Aimer faire l’amour dans les lieux publics, c’est déjà pas banal mais dans les lieux insolites, on franchit une limite supplémentaire en ajoutant au risque d’être surpris, celui d’être « surpris »  à son tour par un environnement dont on ignore à peu près tout.
Toilettes de restaurant, entrées d’immeuble, couloirs de parking, Juliette a a peu près tout connu. « C’est mon côté « m’as-tu-vue » comme je dis.  J’ai longtemps adoré cette excitation suprême que l’on éprouve à l’idée de se faire voir. Ce moment d’extase faisait pour moi partie intégrante du plaisir sexuel. Les deux étaient indissociables. Mais, ces derniers temps,  la jouissance a tendance à s’émousser.  Maintenant, j’ai envie d’expérimenter des endroits plus extrêmes, de passer au cap supérieur. Je fantasme sur des lieux comme un téléphérique situé à des hauteurs vertigineuses ou un ascenseur qui descendrait les 25 étages d’un building.  J’ai aussi le fantasme de la cabine du routier au milieu d’un parking bondé  de camions. J’ai aussi la version  lesbiene qui se situe dans une cabine d’essayage, bien à l’étroit. J’aime les endroits confinés. » Le lieu public et l’inconnu attirent toujours.

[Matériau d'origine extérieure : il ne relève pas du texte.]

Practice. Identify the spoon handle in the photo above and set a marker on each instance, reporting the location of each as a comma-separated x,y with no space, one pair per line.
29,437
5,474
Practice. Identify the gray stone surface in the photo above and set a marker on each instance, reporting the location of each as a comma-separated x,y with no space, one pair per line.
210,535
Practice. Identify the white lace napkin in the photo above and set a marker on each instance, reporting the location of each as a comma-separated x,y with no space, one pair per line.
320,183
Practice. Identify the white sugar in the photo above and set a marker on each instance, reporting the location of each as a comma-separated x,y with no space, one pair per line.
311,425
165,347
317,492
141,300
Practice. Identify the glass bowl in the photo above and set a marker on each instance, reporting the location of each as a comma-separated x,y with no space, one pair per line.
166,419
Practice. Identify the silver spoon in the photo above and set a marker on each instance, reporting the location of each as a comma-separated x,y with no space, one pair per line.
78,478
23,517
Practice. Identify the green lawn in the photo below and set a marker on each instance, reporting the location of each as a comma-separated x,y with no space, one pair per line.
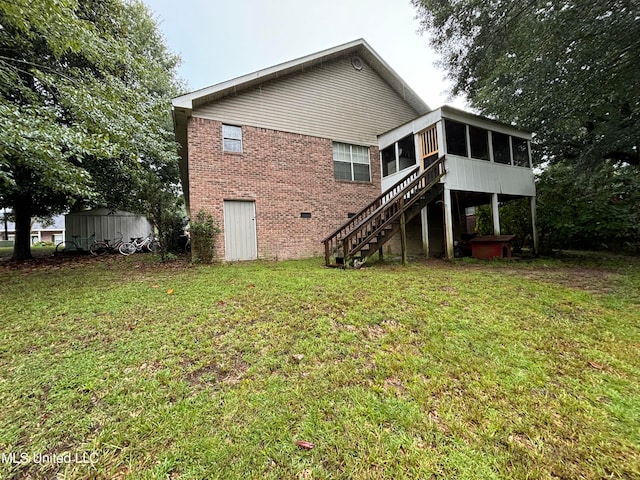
128,368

Pour Candy, « la voiture, c’est excitant. Surtout dans des endroits où on risque de se faire surprendre ! » , Paola n’a pas froid aux yeux : « Au bureau, juste avant une réunion.  Que tout le monde puisse voir mon corps, cette idée m’excite beaucoup. »
Juliette, Candy ou Paola  sont accros à l’effet « adrénaline » que provoque la possibilité d’être vue. Elles ne sont pas les seuls.  Il s’agit d’un fantasme que partagent  un grand nombre de femmes. En fait, il s’agit d’agoraphilie qui désigne le fait de vouloir faire l’amour dans des endroits publics. Ceux qui aiment avoir des relations sexuelles dans leur jardin, dans un parc ou dans tout autre lieu extérieur. L’agoraphilie n’est pas tout à fait l’exhibitionnisme. Il peut y avoir le goût du risque d’être surpris mais aussi celui de n’être pas tout à fait visible, de se montrer tout en se cachant.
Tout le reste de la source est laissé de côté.